Oldendorff Centenary Book - Flipbook - Page 265
NEW FLAGS,
NEW APPROACHES
To reduce labour costs, Oldendorff began
“flagging out”, whilst also maintaining
high training standards for staff.
The two ‘Trave’ Schiffahrtsgesellschaft tankers were not given family names.
The three new SD14 freighters registered for Liberia-based Oldendorff subsidiary
Westfalia Shipping Corporation were named the GOOD FAITH, FUTURE HOPE
and GLOBE TRADER and were the first newbuildings not to be registered at
Lübeck and not to fly the German flag. Other Oldendorff ships already had
foreign flags, such as the CATHARINA OLDENDORFF (8,841 GRT/1956), flagged
out to Liberia on 15 June 1971 as the first German ship after the second world
war. To a limited extent flagging out took place during the world economic
crisis, mainly to countries such as Panama, Honduras, Liberia and Finland.

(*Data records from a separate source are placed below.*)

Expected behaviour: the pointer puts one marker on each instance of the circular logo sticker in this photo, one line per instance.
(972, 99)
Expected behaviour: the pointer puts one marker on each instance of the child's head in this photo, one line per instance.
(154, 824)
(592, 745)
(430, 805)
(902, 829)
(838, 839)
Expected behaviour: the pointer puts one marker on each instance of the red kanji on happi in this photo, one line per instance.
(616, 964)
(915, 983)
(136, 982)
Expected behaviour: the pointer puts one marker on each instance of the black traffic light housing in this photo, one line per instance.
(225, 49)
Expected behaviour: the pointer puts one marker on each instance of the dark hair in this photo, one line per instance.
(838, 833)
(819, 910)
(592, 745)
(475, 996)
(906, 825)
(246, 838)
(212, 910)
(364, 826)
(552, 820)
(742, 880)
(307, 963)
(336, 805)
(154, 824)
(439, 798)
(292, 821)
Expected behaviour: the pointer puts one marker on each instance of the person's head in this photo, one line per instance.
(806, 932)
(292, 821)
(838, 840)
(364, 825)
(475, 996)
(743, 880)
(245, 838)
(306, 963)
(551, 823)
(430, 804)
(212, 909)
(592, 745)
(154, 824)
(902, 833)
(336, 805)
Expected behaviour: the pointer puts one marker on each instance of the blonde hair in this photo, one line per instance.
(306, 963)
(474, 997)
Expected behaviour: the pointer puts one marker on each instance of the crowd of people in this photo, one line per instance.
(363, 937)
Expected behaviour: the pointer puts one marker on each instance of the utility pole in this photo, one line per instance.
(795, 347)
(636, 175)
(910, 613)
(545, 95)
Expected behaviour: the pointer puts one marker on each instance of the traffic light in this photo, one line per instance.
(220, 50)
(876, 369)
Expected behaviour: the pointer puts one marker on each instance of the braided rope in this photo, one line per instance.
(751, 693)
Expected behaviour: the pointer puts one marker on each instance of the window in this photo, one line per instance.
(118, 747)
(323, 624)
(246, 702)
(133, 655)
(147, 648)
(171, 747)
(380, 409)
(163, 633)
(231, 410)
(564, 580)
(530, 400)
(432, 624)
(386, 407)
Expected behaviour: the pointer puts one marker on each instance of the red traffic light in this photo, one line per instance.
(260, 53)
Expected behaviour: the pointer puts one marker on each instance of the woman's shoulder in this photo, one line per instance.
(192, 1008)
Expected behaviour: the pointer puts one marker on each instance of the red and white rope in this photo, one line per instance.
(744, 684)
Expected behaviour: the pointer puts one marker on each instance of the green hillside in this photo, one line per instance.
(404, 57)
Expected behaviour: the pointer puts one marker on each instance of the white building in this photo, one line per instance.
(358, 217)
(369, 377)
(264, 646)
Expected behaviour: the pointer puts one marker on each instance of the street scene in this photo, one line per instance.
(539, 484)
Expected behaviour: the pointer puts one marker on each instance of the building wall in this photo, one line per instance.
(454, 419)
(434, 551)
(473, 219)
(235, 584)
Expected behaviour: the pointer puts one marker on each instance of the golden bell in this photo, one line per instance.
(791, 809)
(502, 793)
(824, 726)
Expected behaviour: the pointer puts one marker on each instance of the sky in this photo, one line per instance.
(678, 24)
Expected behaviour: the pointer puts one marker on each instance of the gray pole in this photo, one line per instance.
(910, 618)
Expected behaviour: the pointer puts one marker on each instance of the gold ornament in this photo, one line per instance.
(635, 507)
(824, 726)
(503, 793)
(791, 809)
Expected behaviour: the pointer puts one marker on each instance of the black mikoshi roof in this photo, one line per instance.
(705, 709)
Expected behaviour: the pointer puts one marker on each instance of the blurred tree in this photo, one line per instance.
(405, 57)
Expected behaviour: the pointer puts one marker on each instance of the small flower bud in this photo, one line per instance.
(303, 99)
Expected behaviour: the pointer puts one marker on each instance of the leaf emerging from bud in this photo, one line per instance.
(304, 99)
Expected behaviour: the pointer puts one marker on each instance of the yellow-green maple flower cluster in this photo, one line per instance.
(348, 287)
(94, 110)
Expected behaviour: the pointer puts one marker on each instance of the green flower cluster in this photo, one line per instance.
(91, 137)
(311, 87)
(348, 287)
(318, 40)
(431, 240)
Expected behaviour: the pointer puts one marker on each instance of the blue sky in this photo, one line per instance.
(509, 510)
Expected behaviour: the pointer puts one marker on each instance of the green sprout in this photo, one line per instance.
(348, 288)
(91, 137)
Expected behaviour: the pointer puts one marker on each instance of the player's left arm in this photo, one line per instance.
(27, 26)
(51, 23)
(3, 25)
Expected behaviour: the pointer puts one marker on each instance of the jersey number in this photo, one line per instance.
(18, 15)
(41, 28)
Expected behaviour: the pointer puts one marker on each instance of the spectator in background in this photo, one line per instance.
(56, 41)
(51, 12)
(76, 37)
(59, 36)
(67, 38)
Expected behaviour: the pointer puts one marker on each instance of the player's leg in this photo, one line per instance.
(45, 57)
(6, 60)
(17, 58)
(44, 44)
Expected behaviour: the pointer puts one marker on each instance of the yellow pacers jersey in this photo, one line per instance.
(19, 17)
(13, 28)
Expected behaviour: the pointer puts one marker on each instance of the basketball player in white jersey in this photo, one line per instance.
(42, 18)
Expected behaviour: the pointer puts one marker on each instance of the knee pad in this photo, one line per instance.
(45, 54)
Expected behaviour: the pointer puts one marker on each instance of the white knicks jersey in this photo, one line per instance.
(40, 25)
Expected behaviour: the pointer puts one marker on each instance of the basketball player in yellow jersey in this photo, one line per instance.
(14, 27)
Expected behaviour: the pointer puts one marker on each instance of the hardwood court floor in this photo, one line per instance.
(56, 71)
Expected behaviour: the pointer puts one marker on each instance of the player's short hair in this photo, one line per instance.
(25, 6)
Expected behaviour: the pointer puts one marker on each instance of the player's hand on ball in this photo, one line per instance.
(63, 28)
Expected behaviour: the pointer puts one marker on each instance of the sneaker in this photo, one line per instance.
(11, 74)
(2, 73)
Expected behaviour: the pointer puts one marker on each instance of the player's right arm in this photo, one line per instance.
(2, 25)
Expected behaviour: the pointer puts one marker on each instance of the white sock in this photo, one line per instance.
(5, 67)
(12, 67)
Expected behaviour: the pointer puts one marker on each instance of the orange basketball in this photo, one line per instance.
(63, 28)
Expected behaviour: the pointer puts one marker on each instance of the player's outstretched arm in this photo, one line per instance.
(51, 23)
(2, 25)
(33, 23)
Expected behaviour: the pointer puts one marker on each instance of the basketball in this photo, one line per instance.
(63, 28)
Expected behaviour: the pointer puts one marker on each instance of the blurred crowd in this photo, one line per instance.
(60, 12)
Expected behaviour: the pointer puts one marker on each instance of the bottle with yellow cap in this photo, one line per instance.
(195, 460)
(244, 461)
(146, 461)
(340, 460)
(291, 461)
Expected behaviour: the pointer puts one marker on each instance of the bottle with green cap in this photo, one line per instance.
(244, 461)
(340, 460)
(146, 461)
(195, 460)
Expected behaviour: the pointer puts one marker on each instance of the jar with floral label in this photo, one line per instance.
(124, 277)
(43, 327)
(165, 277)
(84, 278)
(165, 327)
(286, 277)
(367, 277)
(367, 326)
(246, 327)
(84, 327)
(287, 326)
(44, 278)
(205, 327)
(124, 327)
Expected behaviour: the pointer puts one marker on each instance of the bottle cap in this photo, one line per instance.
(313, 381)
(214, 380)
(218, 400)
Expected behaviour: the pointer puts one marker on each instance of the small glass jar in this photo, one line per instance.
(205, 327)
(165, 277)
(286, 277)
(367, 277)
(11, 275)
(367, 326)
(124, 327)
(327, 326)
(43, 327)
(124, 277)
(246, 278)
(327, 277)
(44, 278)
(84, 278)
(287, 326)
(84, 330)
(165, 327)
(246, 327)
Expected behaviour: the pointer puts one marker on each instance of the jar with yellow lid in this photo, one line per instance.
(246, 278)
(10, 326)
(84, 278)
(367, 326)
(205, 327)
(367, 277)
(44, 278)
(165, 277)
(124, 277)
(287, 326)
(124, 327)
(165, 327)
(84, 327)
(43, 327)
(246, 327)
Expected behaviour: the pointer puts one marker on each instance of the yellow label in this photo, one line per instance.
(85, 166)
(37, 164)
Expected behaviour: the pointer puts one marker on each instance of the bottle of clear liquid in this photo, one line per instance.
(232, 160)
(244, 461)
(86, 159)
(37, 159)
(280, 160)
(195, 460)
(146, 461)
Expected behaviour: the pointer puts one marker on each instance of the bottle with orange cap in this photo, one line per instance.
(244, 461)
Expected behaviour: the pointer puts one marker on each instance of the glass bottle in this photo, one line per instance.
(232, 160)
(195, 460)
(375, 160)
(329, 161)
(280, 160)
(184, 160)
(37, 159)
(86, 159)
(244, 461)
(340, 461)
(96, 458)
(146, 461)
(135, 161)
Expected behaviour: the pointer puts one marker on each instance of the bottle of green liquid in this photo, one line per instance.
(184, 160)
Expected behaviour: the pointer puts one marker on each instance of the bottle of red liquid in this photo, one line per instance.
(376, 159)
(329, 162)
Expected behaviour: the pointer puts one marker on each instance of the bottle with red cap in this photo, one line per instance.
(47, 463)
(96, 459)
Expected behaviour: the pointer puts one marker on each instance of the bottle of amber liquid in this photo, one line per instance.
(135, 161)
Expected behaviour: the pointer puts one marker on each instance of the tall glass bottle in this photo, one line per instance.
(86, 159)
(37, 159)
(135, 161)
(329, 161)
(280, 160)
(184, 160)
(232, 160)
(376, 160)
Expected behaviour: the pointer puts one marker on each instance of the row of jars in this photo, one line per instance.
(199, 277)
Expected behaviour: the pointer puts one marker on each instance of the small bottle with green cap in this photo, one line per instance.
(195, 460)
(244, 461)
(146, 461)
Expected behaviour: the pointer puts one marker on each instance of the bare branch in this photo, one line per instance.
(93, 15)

When flagging out still was a new phenomenon shipowners would be unfairly
criticised by the media, with comments occasionally bordering on slander and at
times they saw themselves attacked as traitors. Only specialist publications
presented an objective picture. The general public remained largely unaware
of the real reasons. Those were twofold: rigid statutory manning scales and
the level of seafarers’ wages, meanwhile among the highest in the world. As
from the late Sixties, vintage German-flag ships found it increasingly difficult
to compete with ships under flags of convenience. The age of a vessel had no
bearing on the wage level, but perhaps this was not the salient point since no
employer would get away with an ‘age discount’ applied to wages. What
really counted was the manning scale. Ships built in the Fifties when costs
played a less important role and when seafarers queued for jobs would be
comparatively generously manned. As wages and employee benefit costs
increased from about 1965 onwards, for a 5,000 tdw freighter to have a crew
of 32, or 25 or even less did make all the difference. Even when manning scales
were marginally relaxed permitting a reduction by, say, one messboy or
unskilled engine room worker the annual savings did not amount to very
much. As the H
amburger Abendblatt daily wrote on 23 April 1971: “A German
shipping company has demonstrated the relative importance of wages in
profitability calculations against the background of foreign competition,
based on the actuals of a German 11,000 tdw freighter. That German flag
ship with a crew of 40 has a daily wage bill of DM 3,300, compared with daily
wages of DM 1,850 for the same ship registered in Greece or in Liberia.”